Friday, April 10, 2009

ENDURANCE

Dearest Danda - I just finished reading some 700 pages of SHACKLETON by Roland Huntford. I have wallowed in many accounts of Sir Ernest's incredible adventures, and I marvel at his singular focus and tenacity. He was a man of many facets, not all perfect. The book is a remarkably well-researched portrait of the diamond-bright makeup of the man. It is safe to say that his accomplishments were mind-boggling! When his ship was crushed in the Antarctic, he was forced to go overland and then by sea, leaving some of his compliment ashore on Elephant island with the sure and certain admonition that they would be rescued; then setting sail in a 22ft boat with a small group through gales and sleet and snow and ice to a rocky beachhead on S. Georgia Island, thence, as a party of three, on makeshift snowshoes, heading over ragged, icy mountains to a whaling station that they knew existed but had no maps to guide their course, he believed he would survive along with all his men. My God, what a feat!
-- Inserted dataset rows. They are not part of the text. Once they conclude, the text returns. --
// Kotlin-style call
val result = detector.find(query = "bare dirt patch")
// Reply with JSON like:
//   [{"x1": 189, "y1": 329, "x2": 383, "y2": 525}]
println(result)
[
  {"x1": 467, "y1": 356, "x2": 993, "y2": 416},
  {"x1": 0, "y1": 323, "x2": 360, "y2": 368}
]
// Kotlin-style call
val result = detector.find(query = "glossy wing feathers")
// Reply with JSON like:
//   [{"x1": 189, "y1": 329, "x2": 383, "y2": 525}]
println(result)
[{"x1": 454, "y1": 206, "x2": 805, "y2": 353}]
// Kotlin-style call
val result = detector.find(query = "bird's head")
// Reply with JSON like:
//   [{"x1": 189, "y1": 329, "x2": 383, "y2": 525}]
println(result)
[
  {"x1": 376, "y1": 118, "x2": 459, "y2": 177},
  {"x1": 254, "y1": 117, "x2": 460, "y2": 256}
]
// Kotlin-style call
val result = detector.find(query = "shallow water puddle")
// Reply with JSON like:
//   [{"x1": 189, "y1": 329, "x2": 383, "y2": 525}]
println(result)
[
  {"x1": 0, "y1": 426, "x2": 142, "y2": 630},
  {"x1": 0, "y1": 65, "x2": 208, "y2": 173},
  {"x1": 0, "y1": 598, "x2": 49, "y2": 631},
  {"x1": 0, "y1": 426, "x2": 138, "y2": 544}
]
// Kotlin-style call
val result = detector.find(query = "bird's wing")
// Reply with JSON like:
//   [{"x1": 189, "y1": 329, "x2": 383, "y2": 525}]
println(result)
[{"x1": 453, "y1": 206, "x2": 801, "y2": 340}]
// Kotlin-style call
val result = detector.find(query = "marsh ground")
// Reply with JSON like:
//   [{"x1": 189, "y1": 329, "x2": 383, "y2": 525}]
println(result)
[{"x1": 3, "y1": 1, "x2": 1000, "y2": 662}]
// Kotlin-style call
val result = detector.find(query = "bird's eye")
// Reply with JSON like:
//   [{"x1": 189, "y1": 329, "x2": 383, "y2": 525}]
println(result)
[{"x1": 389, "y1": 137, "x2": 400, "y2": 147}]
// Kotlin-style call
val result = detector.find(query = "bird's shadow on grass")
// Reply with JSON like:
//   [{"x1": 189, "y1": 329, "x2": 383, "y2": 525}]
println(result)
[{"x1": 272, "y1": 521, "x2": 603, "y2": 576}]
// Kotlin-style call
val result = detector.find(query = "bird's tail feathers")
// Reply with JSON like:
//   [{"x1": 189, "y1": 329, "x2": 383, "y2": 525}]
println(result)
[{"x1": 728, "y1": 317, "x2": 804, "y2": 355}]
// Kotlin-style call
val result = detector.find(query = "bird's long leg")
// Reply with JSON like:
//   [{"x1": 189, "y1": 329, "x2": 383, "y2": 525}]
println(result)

Perhaps, it would be fair to assume that more than luck and bravado played a hand in his ultimate success. In his book called SOUTH he writes,
I have no doubt that Providence guided us, not only across the snowfields, but across the storm-white sea that separated Elephant Island from our landing place on South Georgia. I know that during that long and racking march of 36 hours over the unamed mountains and glaciers of South Georgia it seemed to me often that we were four not three.
He further writes that Worsley, one of his team, also said "Boss, I had a curious feeling on the march that there was another person with us".
Crean, the third member of the party, confessed to the same idea.
At this special Easter time, I think one might hope that there may indeed be a "second" person guiding you through your journey. I believe there is.